大河「べらぼう」蔦屋重三郎と瀬川を生涯結ぶ2冊の本 『心中天網島』『青楼美人』の紹介と考察【後編】 (3/7ページ)

Japaaan

紙屋治兵衛と小春(歌川国貞)

蔦重と瀬川の想いと夢

瀬川に別れを告げられた後、蔦重は瀬川のためにも「吉原をもっといい場所にしたい、遊女たちの待遇が改善され、身請け話やいい出会いに恵まれる場所にしたい」と悩みますが、平賀源内(安田顕)のアドバイスにヒントを得て「錦絵本を上様に献上」し吉原の格を上げる作戦に打ってでます。
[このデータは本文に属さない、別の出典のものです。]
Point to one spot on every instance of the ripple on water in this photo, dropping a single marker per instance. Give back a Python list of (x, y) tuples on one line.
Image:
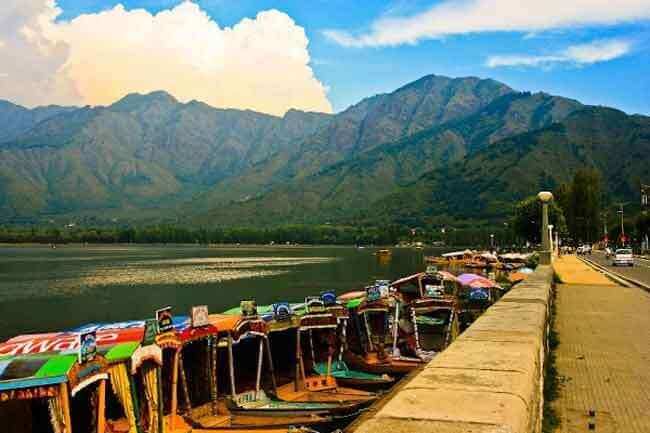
[(195, 270)]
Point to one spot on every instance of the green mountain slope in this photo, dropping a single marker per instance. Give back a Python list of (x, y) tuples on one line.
[(16, 120), (486, 185), (438, 150), (144, 151), (338, 191), (430, 101)]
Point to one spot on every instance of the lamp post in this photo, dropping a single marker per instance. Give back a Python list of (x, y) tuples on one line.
[(545, 254)]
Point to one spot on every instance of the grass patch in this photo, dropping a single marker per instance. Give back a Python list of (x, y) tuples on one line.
[(551, 420)]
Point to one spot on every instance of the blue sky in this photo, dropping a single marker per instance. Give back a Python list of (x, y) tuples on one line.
[(357, 48)]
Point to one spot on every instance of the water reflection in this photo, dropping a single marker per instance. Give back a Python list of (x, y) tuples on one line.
[(44, 289)]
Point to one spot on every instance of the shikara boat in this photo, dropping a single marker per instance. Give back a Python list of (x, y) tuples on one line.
[(369, 333), (476, 294), (285, 338), (319, 329), (339, 369), (433, 307), (191, 353), (452, 258), (91, 380)]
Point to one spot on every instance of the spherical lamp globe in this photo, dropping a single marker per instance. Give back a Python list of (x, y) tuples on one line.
[(545, 196)]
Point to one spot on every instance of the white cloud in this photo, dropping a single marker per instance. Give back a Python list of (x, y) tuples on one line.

そして当時、江戸を代表する二代絵師を起用。蔦重が最初に出版した『一目千本』の絵を描いたのが北尾重政(橋本淳)と、役者絵で有名な勝川春章(前野朋哉)でした。二人はページごとに別々に分担して絵を書きました。

吉原遊郭の遊女たちの姿を「鏡に映したように」見せることにこだわり、季節ごとに書画を楽しんだり、和歌を詠んだり、双六(すごろく)や投扇興(とうせんきょう)、などの遊戯に興じる姿など「遊女が遊女ではない普段の生活の一面」を、浮世絵の彩色摺絵本描いた美しい作品です。